Coal India has been the fourth most polluting government-owned company in the world in terms of carbon emissions since 1965, The Guardian reported on Wednesday. An analysis by the Climate Accountability Institute in the United States showed that just 20 fossil fuel companies have accounted for 35% of all carbon emissions in the world in this period.
The emissions by these 20 companies – 12 of them state-owned – are equivalent to 480 billion tonnes of carbon dioxide emitted into the atmosphere since 1965, the research showed.

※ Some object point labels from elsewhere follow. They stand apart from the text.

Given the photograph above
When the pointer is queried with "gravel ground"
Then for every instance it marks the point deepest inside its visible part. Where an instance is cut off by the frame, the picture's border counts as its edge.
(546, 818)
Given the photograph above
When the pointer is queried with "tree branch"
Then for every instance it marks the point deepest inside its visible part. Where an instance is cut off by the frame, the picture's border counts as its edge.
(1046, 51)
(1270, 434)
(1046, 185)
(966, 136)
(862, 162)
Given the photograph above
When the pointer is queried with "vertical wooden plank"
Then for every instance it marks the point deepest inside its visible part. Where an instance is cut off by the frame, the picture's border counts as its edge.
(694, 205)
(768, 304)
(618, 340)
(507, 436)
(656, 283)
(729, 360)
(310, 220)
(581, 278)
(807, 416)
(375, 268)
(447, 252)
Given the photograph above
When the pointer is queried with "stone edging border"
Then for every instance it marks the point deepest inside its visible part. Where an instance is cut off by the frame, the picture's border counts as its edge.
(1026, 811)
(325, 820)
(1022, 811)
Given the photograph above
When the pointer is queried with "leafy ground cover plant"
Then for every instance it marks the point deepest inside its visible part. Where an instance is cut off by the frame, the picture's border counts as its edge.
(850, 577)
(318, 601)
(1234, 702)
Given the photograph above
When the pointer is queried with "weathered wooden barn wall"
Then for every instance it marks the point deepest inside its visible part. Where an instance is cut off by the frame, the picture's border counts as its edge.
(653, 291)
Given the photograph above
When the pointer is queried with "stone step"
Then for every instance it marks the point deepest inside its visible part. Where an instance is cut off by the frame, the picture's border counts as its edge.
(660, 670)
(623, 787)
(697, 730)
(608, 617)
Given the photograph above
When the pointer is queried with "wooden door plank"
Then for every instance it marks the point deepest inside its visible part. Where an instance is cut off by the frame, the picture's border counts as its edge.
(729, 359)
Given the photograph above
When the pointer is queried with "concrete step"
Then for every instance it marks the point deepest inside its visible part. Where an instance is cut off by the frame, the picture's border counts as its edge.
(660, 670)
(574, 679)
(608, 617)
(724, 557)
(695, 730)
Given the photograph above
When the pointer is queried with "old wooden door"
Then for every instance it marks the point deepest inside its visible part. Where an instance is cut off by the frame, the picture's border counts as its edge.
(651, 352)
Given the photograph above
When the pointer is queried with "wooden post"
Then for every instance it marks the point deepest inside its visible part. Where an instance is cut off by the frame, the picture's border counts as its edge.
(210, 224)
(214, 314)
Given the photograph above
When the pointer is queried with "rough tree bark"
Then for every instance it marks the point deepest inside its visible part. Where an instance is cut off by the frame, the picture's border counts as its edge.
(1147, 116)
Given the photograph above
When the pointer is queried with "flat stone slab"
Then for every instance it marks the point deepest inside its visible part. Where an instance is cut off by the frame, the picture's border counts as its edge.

Saudi Arabia’s state-owned oil firm Saudi Aramco was the biggest polluter in the period, releasing 59.26 billion tonnes of carbon dioxide into the atmosphere. It was followed by US multinational energy corporation Chevron, which contributed 43.35 billion tonnes of emissions. Russian firm Gazprom, American multinational oil and gas corporation ExxonMobil and the National Iranian Oil Co are next in the list.
Coal India is ranked eighth in the list of 20 companies, with 23.12 billion tonnes of carbon emissions since 1965. It is the only Indian company in the list.
“The great tragedy of the climate crisis is that seven and a half billion people must pay the price – in the form of a degraded planet – so that a couple of dozen polluting interests can continue to make record profits,” Michael Mann, a leading climate scientist, was quoted as saying. “It is a great moral failing of our political system that we have allowed this to happen.” Mann called on politicians attending the climate summit in Chile in December to rein in these polluters.
The list uses company-reported annual production of oil, natural gas and coal, and calculates how much of the carbon and methane in the produced fuels is emitted to the atmosphere.